I could feel the thunder in my hair extensions.
Nothing makes sense for me,
I was just always that kind of girl,
the impossible kind who finds unthinkable and inconceivable experiences,
just lives them,
so it was not a surprise when a sound shook my body,
but began at inanimate strands of hair.
I wasn’t supposed to be there,
or any night, for that matter.
The night’s sky is not for the eyes of women,
though the moon has always been our mother.
She is stalked by demonic danger,
that demands we are locked behind doors, that are smeared with sacrificial blood,
so we never get to go home,
and meet under the watchful eye of mother dearest.
I was raised to be a reader.
Stories, plays, street signs, situations.

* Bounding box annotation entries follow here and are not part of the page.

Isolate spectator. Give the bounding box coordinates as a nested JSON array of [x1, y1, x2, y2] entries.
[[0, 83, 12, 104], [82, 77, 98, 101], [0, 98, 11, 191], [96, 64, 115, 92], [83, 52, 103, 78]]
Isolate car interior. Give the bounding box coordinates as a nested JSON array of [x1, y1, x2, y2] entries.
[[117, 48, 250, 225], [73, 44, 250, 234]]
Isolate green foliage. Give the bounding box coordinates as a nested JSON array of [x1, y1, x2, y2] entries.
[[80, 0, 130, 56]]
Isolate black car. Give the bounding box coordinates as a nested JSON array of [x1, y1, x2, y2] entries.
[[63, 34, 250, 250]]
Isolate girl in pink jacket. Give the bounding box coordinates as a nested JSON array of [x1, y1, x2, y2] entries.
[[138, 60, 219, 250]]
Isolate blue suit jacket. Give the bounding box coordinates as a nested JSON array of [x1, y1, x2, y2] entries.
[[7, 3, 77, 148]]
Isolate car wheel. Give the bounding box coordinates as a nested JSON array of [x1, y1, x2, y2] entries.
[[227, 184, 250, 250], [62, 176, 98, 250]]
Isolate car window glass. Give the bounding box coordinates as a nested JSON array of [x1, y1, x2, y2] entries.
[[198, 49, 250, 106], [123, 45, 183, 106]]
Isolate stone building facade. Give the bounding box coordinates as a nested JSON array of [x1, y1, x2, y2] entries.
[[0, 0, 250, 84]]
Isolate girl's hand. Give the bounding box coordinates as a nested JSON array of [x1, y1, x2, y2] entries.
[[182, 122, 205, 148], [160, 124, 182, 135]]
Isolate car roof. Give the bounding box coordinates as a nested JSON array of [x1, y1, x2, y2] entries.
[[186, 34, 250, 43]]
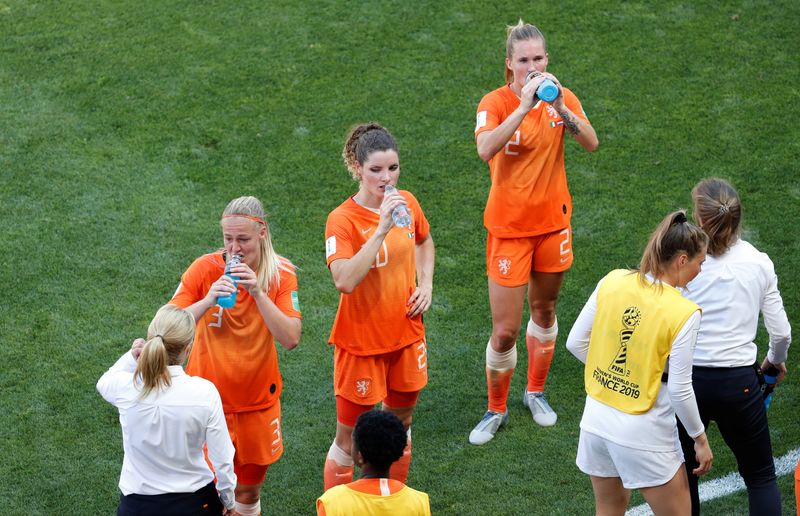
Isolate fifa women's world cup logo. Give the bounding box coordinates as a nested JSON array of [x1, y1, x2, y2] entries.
[[608, 306, 642, 377]]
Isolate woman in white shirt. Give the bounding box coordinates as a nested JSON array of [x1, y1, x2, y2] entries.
[[97, 305, 236, 516], [681, 178, 791, 515], [567, 211, 712, 515]]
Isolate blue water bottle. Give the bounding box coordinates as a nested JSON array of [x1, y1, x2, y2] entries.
[[525, 70, 558, 102], [384, 185, 411, 228], [762, 366, 778, 409], [217, 254, 242, 308]]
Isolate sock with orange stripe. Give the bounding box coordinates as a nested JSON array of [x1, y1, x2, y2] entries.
[[322, 441, 354, 491], [389, 427, 411, 484], [525, 319, 558, 392], [486, 340, 517, 414]]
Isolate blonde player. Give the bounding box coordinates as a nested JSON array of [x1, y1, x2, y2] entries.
[[324, 123, 434, 490], [170, 197, 301, 516], [567, 211, 713, 515], [469, 20, 598, 444]]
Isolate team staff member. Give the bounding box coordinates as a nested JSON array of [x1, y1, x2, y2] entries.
[[97, 305, 236, 516], [324, 123, 434, 490], [567, 211, 712, 514], [317, 410, 431, 516], [171, 197, 301, 516], [681, 178, 792, 515], [469, 20, 598, 444]]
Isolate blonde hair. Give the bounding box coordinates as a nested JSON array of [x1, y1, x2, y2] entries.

My eyes are the quickest draw in the west,
racing to keep up with my eager mind,
and, God, I’m so sharp,
truly, I’ve never met a match for me, intellectually,
but my arms and legs let me down,
so my eyes search for safe spots, that are well lit,
crowds of women that could shield me,
a policeman that won’t stumble into the stereotypes and be a worse fate than what’s outside.
I took a walk, that night, you see.
I thought “I am free.” and off I went,
ignoring the threatening glare of the dark and the winding, never ending path it created,
the way that the night bullied the street lights out of its turf and left me all alone,
and then he appears,
the one I was warned about,
the one who is allegedly an exception to his kind (though it is always a different one every time).
I can hear his every move,
because I’m not listening to loud music.
I can see him completely,
because we are both bathed in yellow light, that isn’t brave enough to save me.
He calls out, and it is thunder, running down my hair extensions.
He grabs me, and it is thunder, running down my hair extensions.
He touches me, and it is thunder, running down my hair extensions, because if I hear thunder, then the lightning can’t be far,
and if the lightning comes, then maybe it will strike him,
and maybe if it strikes him,
I can make it out intact,
because I did everything I’m supposed to do,
I just tried to walk two minutes to the shop and now he won’t stop,
but I took every step that everyone told me to take,
and it’s still a mistake,
because he did it anyway,
and it doesn’t matter who I tell,
because it will still be my fault.
I can hear thunder,
inside of my head,
because hearing his heavy breathing hurts too much,
and I try to pretend that I am dead,
because maybe he won’t be into that,
maybe necrophilia is a bridge too far,
maybe a murder charge will awaken some kind of fear in him.
It never would have.
I hear thunder,
because the lightning will come,
if I ask it politely,
the lightning will come,
if I wish hard enough,
and hope deeply enough.
The lightning will come,
and the street will be blinding and blessed.